Ricardo se puso en pie.
– ¿Me estáis amenazando, senhor?
Miguel dio gran risotada.
– Por supuesto. Os estoy amenazando exactamente con aquello que me habéis retado a hacer. No me parece a mí gran amenaza, aun cuando parece que os ha alterado notablemente.
Ricardo asintió con rapidez, como si debatiera algo entre sí.
– No queréis llevar este asunto ante el ma'amad -dijo.
– No, no quiero; pero si no me dais otra opción, lo haré. Y veros a los dos en tan embarazosa situación será compensación más que suficiente por mis cuitas. Yo no tengo nada que perder, Ricardo, pero vos sí. Podéis pagarme, podéis darme el nombre de vuestro cliente o podéis permitir que el ma'amad os obligue a hacer ambas cosas mientras os avergonzáis y convertís a Salomão Parido en vuestro enemigo. La decisión es vuestra, pero tengo intención de solicitar una audiencia a primera hora de mañana. Sin duda os interesa decidir deprisa.

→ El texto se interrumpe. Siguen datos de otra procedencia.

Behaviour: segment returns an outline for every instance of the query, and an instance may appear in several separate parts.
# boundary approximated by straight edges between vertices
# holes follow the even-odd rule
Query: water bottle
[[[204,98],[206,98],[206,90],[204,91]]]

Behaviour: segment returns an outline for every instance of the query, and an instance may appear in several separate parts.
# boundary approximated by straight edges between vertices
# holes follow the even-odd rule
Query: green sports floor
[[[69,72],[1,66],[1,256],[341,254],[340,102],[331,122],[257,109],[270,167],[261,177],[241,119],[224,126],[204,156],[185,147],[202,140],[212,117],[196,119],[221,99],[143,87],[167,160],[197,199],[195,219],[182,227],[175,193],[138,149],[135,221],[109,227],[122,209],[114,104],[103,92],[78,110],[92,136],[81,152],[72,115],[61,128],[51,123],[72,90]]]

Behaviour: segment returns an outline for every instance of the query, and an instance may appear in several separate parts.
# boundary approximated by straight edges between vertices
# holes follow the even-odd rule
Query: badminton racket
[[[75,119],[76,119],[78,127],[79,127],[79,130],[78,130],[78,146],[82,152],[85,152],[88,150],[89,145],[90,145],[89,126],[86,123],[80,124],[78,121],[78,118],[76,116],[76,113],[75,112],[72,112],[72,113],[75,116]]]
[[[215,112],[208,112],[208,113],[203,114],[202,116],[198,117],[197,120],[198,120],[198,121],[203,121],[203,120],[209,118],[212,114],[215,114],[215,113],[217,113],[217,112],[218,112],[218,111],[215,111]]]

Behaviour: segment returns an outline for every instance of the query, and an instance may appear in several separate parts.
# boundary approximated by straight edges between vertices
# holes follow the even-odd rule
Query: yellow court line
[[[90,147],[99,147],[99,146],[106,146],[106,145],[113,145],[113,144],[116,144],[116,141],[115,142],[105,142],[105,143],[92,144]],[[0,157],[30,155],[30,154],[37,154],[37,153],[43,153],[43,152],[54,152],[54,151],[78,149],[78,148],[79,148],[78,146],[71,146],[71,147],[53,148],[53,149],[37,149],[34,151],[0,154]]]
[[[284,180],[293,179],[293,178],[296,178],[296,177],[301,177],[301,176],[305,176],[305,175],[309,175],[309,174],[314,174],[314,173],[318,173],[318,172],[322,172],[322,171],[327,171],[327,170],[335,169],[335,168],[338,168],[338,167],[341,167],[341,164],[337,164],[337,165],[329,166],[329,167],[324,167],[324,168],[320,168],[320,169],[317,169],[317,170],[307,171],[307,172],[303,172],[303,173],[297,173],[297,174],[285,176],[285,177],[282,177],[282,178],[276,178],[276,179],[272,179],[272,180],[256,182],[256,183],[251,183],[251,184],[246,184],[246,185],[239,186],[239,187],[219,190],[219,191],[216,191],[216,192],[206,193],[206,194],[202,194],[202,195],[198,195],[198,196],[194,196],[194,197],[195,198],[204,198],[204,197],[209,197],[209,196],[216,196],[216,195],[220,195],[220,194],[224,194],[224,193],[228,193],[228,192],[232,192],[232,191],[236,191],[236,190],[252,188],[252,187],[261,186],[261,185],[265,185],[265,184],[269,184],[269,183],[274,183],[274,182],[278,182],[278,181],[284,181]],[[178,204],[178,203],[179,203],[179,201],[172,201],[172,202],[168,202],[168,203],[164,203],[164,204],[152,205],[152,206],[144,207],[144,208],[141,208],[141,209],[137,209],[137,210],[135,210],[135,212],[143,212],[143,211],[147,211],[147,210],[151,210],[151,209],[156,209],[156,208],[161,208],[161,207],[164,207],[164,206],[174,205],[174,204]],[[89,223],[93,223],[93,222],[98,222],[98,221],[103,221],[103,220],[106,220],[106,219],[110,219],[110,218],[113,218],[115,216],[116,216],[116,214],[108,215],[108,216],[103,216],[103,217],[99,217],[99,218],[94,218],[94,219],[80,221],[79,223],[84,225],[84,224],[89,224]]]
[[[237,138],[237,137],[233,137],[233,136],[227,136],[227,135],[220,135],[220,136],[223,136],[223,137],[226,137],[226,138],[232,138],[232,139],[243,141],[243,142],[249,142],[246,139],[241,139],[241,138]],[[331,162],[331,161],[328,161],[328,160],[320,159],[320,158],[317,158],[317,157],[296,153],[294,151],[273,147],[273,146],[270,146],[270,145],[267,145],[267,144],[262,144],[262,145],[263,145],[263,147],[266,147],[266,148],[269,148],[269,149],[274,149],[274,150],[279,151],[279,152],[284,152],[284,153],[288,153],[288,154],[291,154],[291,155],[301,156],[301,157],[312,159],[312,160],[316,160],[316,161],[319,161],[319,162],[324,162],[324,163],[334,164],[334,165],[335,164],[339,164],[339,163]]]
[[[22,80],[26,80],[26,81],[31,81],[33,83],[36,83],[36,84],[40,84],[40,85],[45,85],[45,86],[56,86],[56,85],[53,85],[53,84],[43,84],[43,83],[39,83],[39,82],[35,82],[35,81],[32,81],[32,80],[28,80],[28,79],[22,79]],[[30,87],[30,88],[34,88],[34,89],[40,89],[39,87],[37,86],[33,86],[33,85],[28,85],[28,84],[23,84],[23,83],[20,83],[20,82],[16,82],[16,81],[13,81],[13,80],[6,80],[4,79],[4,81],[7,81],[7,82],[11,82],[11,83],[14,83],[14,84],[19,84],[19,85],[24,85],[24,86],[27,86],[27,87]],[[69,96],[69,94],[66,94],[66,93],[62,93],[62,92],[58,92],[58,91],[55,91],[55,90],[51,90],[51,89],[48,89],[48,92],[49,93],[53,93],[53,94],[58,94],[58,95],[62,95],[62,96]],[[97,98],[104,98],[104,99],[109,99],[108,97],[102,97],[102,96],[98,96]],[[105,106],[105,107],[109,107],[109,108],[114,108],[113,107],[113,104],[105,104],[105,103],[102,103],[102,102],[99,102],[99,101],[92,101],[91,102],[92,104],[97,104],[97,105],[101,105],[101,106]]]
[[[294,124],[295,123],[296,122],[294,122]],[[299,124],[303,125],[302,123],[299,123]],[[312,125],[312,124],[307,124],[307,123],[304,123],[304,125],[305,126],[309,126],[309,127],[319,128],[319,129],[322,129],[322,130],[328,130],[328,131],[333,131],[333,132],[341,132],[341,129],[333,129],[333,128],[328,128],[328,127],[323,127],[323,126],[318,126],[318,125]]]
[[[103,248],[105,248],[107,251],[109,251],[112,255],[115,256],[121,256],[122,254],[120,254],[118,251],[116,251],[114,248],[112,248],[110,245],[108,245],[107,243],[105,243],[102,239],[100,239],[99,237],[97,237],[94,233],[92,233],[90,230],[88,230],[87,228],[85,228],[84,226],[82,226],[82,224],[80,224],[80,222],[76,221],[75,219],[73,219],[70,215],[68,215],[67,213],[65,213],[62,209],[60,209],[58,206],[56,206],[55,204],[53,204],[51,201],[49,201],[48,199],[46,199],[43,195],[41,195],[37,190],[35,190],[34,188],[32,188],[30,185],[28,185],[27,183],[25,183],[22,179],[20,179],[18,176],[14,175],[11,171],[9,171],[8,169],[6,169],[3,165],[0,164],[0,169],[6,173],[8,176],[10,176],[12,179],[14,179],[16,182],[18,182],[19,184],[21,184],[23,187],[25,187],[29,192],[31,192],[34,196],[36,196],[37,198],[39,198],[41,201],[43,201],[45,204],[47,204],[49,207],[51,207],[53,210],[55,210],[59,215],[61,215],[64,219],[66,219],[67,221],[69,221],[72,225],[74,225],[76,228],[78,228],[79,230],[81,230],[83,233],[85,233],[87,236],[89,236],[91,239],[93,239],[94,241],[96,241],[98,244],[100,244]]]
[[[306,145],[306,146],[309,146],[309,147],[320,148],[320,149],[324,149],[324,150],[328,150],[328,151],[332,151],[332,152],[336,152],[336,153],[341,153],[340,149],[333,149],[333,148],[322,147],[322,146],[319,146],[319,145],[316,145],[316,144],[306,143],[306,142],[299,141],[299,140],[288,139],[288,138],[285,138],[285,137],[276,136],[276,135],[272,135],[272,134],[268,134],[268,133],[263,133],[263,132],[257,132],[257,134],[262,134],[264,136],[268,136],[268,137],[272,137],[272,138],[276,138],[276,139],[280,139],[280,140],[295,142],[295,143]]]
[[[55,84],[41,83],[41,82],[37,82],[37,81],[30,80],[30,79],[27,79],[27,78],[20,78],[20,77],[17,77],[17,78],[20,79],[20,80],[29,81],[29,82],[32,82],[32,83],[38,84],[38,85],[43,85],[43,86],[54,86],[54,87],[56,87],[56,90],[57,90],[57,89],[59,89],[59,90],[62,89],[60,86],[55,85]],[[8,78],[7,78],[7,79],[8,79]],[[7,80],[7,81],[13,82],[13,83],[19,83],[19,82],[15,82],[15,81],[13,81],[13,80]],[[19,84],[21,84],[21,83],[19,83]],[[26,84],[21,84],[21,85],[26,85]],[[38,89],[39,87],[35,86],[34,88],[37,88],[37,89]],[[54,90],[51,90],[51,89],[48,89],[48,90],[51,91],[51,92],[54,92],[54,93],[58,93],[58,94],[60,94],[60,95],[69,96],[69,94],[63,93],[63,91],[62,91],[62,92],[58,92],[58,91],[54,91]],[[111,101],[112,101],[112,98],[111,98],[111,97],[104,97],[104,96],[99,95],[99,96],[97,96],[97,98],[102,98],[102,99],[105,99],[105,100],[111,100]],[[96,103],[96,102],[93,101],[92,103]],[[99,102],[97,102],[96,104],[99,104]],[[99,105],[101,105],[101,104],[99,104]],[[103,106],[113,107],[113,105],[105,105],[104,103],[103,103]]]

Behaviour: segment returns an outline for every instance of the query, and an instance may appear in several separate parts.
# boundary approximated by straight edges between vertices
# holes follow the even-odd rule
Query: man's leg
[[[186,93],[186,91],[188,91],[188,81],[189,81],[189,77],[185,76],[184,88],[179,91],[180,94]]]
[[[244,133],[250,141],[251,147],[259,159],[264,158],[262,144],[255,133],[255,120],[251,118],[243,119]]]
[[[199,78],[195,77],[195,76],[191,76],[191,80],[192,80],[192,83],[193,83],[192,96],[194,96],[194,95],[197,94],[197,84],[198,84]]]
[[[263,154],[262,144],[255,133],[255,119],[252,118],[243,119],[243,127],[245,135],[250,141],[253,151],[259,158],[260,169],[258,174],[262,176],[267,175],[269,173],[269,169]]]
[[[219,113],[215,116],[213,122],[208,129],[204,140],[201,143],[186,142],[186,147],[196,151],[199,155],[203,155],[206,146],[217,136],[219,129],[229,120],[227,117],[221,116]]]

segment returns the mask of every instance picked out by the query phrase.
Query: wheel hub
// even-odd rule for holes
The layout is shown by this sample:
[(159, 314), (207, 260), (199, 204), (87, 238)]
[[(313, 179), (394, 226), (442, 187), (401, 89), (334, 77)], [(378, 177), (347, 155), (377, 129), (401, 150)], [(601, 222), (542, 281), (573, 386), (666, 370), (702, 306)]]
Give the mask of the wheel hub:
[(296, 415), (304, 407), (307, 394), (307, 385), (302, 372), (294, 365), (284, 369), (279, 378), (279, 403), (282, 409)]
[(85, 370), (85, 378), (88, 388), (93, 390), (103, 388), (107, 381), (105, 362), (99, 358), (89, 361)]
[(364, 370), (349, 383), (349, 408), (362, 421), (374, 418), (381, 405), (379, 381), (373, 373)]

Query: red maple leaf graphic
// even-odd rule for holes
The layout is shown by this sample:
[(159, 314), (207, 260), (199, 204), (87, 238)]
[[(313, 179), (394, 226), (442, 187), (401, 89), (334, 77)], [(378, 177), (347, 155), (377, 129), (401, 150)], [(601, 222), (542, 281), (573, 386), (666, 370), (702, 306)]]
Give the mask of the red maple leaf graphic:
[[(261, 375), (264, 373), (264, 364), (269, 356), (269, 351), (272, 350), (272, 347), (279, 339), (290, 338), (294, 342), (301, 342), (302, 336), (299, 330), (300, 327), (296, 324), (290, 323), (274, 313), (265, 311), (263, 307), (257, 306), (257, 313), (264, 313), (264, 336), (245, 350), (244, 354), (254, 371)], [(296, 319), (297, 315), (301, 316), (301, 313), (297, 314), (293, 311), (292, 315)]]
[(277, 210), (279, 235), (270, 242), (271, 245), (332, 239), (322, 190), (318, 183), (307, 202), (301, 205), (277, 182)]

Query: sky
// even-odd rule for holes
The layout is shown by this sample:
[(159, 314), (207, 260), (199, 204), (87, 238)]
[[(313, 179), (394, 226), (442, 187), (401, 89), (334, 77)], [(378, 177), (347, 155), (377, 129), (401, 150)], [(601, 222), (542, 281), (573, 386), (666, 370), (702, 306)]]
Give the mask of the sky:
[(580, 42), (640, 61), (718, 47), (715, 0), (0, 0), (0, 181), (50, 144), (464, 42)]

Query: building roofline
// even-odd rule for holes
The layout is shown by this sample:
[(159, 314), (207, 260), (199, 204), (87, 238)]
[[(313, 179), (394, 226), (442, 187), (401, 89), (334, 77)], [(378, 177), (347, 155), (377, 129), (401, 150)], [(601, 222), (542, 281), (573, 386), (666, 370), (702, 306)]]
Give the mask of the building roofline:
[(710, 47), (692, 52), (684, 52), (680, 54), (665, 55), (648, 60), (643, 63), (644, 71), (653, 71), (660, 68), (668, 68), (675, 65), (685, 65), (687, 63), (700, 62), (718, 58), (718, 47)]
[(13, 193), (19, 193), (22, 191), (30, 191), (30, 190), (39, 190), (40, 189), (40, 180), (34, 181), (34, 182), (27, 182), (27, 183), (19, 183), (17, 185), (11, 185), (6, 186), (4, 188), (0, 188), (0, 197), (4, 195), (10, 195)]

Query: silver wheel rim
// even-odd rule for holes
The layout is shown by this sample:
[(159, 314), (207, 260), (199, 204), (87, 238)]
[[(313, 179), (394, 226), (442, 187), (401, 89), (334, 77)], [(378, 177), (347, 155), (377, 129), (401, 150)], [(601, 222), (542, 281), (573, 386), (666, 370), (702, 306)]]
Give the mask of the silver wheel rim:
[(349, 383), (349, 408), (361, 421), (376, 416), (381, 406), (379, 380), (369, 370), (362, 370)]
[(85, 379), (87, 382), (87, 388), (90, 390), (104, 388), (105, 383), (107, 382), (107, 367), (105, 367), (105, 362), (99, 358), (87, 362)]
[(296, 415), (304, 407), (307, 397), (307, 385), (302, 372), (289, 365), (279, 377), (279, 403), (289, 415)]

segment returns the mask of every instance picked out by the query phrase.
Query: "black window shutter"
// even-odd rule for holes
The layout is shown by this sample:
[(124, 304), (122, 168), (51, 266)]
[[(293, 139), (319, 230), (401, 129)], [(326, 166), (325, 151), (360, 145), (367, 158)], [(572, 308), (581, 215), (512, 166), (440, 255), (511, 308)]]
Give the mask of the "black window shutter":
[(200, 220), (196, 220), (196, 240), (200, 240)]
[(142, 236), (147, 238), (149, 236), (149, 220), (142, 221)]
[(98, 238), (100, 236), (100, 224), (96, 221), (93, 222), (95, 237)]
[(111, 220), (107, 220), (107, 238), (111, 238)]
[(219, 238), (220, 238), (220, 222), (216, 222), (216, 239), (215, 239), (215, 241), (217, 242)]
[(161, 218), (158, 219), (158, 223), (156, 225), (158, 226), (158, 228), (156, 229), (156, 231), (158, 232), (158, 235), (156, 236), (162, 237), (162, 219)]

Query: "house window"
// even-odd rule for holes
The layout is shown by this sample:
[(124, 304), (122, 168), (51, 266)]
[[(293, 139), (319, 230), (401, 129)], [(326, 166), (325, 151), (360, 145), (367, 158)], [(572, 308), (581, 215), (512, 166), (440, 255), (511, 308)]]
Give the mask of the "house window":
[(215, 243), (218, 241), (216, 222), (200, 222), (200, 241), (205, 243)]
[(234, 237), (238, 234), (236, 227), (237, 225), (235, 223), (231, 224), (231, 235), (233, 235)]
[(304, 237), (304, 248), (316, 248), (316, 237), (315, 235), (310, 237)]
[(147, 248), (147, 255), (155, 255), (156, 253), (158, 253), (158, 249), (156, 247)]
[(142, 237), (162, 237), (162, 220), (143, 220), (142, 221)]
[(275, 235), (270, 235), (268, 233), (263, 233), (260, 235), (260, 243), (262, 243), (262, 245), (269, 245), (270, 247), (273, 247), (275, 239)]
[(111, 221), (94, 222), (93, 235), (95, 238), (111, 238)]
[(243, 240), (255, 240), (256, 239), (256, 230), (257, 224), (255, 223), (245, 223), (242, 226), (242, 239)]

Miguel se volvió para salir, aun cuando no pensaba que Ricardo pudiera dejarle, pero su declaración exigía una pretendida salida.
– Esperad -dijo Ricardo. Lentamente volvió a ocupar el asiento-. Esperad. Esperad, esperad, esperad.
– Estoy esperando. Llevo esperando bastante tiempo.
– Lo comprendo. -Alzó una mano en un gesto que indicaba que detuviera su lengua-. He aquí lo que os ofrezco. Os diré el nombre de mi cliente y podréis exigirle lo que se os debe directamente, pero no le diréis que fui yo quien lo traicionó. Y no diréis nada a Parido. Él no sabe que utilicé su nombre en esto, y quisiera que siguiera sin saberlo.
Miguel tragó con dificultad. Por fin tendría su dinero. Y había ganado, lo cual no era cosa frecuente en los últimos tiempos.
– Estoy de acuerdo -dijo.
Ricardo suspiró.
– Muy bien. Debéis comprender que mi cliente me dio instrucciones muy claras para que mantuviera esta información en secreto. No fue decisión u obra mía.
– Vos dadme ese nombre.
– He dicho que lo haría. El nombre -dijo- es Daniel Lienzo. -Dejó escapar una risita chillona-. Si lo pensáis, es muy gracioso. Os presionaba por los mil que os había prestado y en cambio, en todo momento, él os ha estado debiendo más del doble. Os ha estado tratando con despecho porque le debíais dinero, pero estas últimas semanas él ha sido vuestro deudor y vos ni siquiera lo sabíais. ¿No os parece divertido?
Miguel echó mano de un montón de papeles y se los arrojó a Ricardo, esparciendo sus notas, sus cuentas y su correspondencia por toda la habitación. Haciendo esto esperaba dejar bien claro que no, no lo encontraba tan divertido como Ricardo.